Currently he works with Makerere University School of Public Health as a Monitoring and Evaluation Technical Advisor.
His PhD was a collaboration between Child Health and Development Centre, Makerere University and Copenhagen University, Denmark.
Baayenda Gilbert,Focal person for Neglected Diseases, Jinja District
Dr. Muhumuza really has a heart for the community. Not so many people would choose to come down and track a neglected disease but he did it successfully. I thank him for helping us in our efforts to lobby for funds. I would like him to come back and expand his research to other parts of Lake Victoria. He really works well with communities.
Kamwana Jonathan, DEO Jinja District
I participated in the doctor's study to popularize it among pupils who had a negative attitude towards drugs. I even swallowed the drug in front of the pupils because I also go to the lake often. I ask all concerned parties, especially donors, to take this study seriously.
Already, there is a big improvement in our schools that have started feeding pupils. Good health and better academic performance go hand in hand. I would like to thank Dr. Muhumuza for the impressive study and scientific results.

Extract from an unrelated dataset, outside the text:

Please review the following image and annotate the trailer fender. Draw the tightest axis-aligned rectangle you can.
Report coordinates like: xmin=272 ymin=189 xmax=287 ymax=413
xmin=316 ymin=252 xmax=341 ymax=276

Magoma Samuel, Head teacher, Uganda Railway Primary School
We all knew about the problem. Drugs on empty stomachs are not a joke; some pupils would collapse after swallowing them, others would vomit but many more would miss school. Now, thanks to Dr. Muhumuza, attendance on drug days is high because we ask parents to pack food.
Pupils even demand for the food. Side effects have reduced, uptake of the drug has increased and performance is getting better. I would like to thank Dr. Muhumuza for choosing our school as a sample study site
Nakibogo Florence Gwaka, Head teacher, Kirinya Primary school
When Dr. Muhumuza first tested our students and the results showed 95% had bilharzia, I was shocked. I started blaming the pupils for not taking the drugs. But when the study came up with the strategy of giving something to eat before swallowing the drugs, I saw the solution clearly. I thank the doctor.

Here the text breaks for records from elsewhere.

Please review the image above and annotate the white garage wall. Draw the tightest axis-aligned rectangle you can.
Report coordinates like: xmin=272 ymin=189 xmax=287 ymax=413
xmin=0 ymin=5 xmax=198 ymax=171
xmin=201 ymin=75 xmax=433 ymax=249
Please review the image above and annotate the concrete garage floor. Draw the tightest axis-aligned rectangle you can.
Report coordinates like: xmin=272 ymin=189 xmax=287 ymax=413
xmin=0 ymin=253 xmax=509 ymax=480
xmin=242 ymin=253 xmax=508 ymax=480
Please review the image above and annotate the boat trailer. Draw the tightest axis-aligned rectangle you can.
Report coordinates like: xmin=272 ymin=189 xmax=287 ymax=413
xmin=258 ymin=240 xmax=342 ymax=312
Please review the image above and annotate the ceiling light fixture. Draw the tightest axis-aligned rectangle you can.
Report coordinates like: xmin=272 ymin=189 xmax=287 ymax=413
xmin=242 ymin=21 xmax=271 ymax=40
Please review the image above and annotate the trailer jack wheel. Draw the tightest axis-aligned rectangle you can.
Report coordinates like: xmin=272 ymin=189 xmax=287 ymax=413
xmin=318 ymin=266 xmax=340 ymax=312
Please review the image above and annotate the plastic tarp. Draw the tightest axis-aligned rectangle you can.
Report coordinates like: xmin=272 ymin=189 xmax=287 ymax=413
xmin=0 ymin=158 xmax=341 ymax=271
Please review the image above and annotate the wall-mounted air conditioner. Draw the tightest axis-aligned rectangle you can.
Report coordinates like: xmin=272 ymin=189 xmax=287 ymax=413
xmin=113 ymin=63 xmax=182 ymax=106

I liked the way he conducted the study. He was very friendly to the pupils and staff. He involved everyone despite the fact that he had a big team he came with. On some days he could come with a ball and play football with the pupils as he waited for his laboratory team to finish testing. All the pupils fell in love with his down-to-earth character.

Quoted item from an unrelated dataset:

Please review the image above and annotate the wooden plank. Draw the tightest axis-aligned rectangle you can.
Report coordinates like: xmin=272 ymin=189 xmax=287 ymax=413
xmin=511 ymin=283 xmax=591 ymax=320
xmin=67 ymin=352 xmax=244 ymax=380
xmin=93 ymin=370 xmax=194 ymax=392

Kyabanabwe Robinah, P 4 teacher, Kirinya Primary school
We used to have lots of absentees because of bilharzia. Some parents thought it was witchcraft and said the side effects were a result of mixing traditional diseases with foreign medicine. So, they would discourage their children from taking the treatment.
But ever since Dr. Muhumuza came into the picture, all pupils are participating and getting treatment. They are healthier and performing better. But they still go to the lake. If the government doesn't take Dr. Muhumuza's strategy seriously, especially on strategies to increase uptake of drugs, we are likely to go back to square one.